Scene In Passing: Of Millennials, Gen Z and ‘ready-fire-aim’

If you think the generations coming into power during the next decade are different, you’re on target.

Millennials will be in the 25 to 45 age range by 2025, and that will be the time frame during which they will get their hands on the steering wheel of life for which they’ve been yearning since they got their hands on actual automotive steering wheels in their mid-teens. Those following them are entering full-force adulthood, a front-row passenger seat, but the Millennials are in the driver’s seat.

These folks, generally born in the 1980s (Generation X) and 1990s (Generation Y), are a pre-9/11 group whose world looks much different than it does to someone born well before 1980. Millennials, and those who follow them as well, know war without borders, college without assured job prospects, high school without learning, grade school without parents due to two-job households or divorce, and most of all that money is ephemeral.

Oddly, or perhaps not so much, they’ve learned to cope in such an upside down and inside out world. Many young adults rent rather than buy, date around longer, understand if they have a job it won’t be permanent, know they may test multiple career paths before life begins at 40, and are more judgmental about the efficacy of straight marriage than they are put off by gay marriage.

They’ve learned life is risk and debt is risky. So it didn’t surprise me when an ABC News online article said a survey of 1,000 adults, which included 142 Millennials among them, showed more than a third of the small ages 19-29 sample had never had a credit card. The online article guessed perhaps they’re spooked by poor employment prospects or high student debt, and noted some prefer debit cards.

There’s little doubt people in such squishy surveys haven’t always been honest and the sample size was tiny, but the 36 percent total for non-credit card preference among Millennials is still a startling figure. The survey — which had a 3.6 plus/minus margin of error for the 1,000 adult participants — was commissioned by a credit card-related website. It was done by Princeton Survey Research Associates International on behalf of CreditCards.com.

So what does it mean? Nobody knows for sure. Anyone claiming such knowledge is blowing smoke. But I’ll hazard a guess and caution Carson City merchants, or anyone else reading this, to ponder whether there’s logic in my take.

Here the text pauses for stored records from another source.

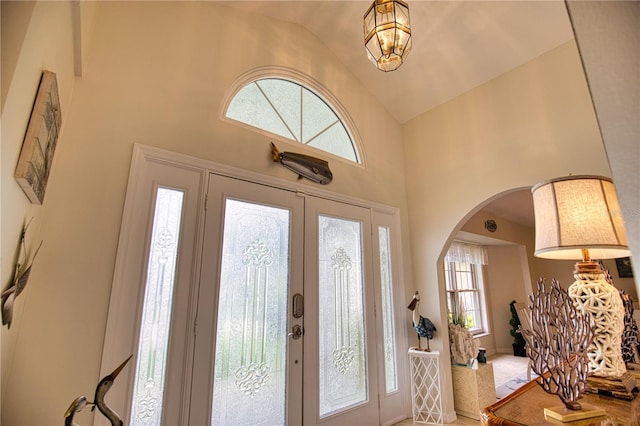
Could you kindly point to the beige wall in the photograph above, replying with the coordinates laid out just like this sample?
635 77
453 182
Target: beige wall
531 124
156 74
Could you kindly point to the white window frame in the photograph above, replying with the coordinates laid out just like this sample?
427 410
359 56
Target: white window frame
452 290
311 85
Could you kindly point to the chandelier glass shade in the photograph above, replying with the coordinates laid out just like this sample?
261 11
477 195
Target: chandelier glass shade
387 33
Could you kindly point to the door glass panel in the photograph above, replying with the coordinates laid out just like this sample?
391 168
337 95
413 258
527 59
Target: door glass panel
251 340
342 357
387 311
149 378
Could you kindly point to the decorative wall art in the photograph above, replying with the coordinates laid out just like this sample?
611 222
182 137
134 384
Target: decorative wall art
314 169
38 147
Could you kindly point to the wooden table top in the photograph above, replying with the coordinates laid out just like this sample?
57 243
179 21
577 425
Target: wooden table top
526 406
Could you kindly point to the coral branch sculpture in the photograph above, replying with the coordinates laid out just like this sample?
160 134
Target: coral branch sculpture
557 343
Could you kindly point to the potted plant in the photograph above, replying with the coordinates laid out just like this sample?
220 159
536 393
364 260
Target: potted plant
518 339
463 346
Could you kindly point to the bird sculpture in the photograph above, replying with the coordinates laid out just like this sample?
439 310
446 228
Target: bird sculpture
76 406
101 391
20 279
424 327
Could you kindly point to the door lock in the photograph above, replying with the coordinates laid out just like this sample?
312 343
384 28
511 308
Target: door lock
296 332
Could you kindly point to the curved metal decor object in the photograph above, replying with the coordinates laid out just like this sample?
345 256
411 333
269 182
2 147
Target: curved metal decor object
312 168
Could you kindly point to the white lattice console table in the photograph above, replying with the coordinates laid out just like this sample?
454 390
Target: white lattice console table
425 387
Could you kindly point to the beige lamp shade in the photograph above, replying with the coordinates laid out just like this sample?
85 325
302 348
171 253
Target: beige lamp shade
575 213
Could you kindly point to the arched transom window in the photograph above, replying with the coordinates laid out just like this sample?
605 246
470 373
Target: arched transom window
292 111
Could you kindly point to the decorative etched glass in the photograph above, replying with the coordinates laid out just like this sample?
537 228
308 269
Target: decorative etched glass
149 378
294 112
386 282
342 353
251 341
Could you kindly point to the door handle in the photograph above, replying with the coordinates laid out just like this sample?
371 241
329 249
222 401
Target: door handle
297 305
296 332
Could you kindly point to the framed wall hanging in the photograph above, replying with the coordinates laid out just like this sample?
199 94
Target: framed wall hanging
38 147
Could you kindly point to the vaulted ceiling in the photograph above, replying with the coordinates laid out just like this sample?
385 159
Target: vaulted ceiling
457 45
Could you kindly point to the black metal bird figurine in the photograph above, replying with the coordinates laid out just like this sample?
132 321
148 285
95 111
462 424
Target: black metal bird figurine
101 391
76 406
424 327
20 279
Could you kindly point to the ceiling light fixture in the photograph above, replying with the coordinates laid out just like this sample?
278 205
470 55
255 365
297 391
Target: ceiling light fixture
387 33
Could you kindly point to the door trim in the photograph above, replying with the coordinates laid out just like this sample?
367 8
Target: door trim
120 340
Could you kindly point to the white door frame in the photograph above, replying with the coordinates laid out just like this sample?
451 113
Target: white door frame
127 291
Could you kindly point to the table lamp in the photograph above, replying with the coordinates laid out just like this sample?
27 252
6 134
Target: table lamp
579 217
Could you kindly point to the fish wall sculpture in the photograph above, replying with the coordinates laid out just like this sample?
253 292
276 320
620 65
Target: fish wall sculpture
312 168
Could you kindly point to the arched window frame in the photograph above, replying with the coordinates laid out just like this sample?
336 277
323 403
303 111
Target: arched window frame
313 86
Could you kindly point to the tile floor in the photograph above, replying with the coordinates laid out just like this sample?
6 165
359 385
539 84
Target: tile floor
505 368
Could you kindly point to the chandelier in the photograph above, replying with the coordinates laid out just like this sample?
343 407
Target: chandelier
387 33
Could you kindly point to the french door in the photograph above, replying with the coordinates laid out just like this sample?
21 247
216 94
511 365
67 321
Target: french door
285 330
244 303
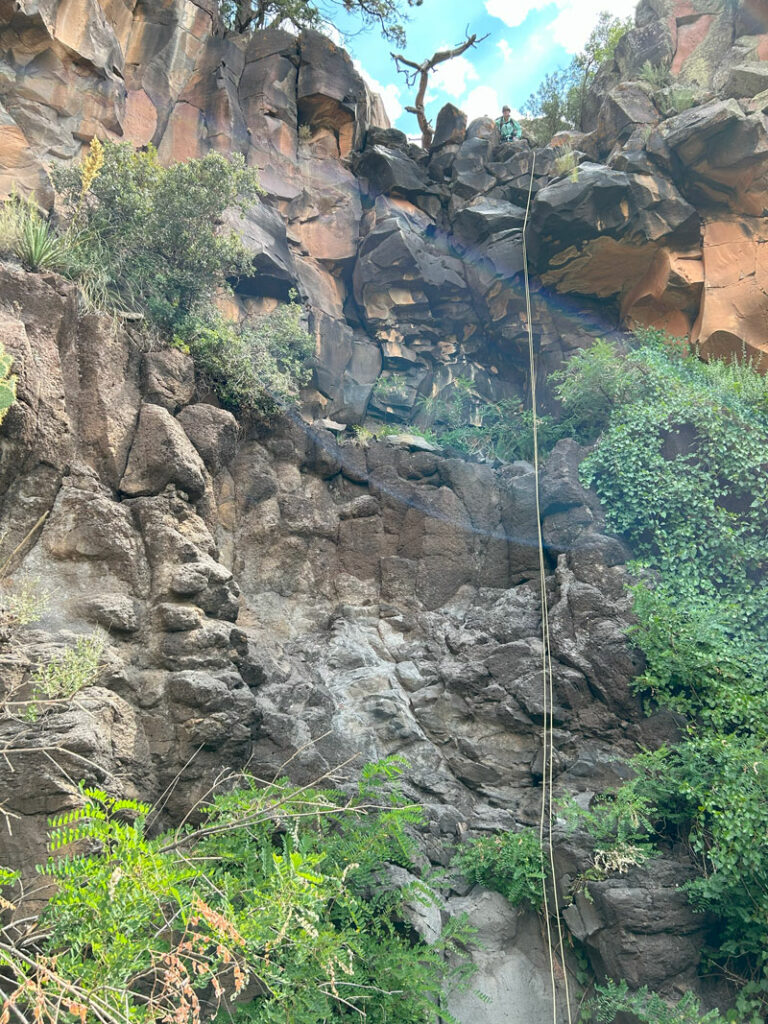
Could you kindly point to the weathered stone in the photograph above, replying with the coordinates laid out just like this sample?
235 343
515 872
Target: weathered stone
168 379
161 454
213 432
390 172
114 612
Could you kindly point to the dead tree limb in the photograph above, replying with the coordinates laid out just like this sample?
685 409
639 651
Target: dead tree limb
421 72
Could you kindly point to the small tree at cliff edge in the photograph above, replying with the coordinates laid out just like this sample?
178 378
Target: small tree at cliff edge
252 15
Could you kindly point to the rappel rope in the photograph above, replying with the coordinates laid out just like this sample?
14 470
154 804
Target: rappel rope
548 743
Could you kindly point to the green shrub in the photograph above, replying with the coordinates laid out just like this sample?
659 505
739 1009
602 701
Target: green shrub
509 863
150 240
646 1008
7 383
680 469
594 382
272 907
156 230
30 238
66 674
256 367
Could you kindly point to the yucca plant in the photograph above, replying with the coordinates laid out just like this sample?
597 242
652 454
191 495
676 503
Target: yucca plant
39 248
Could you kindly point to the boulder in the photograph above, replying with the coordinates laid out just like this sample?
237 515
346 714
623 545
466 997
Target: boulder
162 454
390 172
724 153
484 217
625 108
213 432
168 379
745 80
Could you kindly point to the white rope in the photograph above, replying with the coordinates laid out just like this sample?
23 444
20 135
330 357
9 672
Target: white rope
548 742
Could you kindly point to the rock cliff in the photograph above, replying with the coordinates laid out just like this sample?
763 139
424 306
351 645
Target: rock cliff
289 594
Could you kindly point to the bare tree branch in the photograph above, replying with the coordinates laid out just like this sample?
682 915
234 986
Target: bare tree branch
421 72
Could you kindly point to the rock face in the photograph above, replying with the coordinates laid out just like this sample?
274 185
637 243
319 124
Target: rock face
285 595
411 262
288 594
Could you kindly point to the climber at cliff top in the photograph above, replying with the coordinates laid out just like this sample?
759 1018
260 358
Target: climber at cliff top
507 126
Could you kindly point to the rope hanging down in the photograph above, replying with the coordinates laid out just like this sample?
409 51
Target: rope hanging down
548 743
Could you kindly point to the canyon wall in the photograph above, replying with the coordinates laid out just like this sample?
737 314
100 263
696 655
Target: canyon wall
289 595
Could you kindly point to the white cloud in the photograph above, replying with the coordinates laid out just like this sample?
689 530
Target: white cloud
514 12
454 77
505 48
573 22
572 26
390 94
481 100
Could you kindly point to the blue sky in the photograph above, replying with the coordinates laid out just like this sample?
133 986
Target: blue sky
526 39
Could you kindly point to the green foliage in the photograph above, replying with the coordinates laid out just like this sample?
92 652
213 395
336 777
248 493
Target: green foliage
463 420
274 907
680 468
7 383
594 382
548 107
509 863
150 240
155 230
646 1008
255 367
558 102
250 15
30 238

Credit won’t go away, but cards and the obscene interest rates associated with them slowly will fade as the marketplace morphs. Mobile technology will take over the chore and the Millennials or post-Millennials (for fun, call ‘em Generation Z) will pay the freight for the tech but not buy wholeheartedly into the time/loan scenario.

One massive reaction in the lessons learned by this next group closing in on 40 — a group keyed to the “next big thing” — is likely to be a waning interest in trading long-term commitment for short-term reward. They’ve learned to rent before they buy, test drive partners before they marry, dabble job-wise before signing on for a career gig, and avoid their predecessors’ habits in the ready-fire-aim era that pre-dated them.

They won’t abandon buy now, pay later. But more are foregoing the buy-everything, pay-forever syndrome that fuels credit cards and helped cause the not-so-great Great Recession a few years back.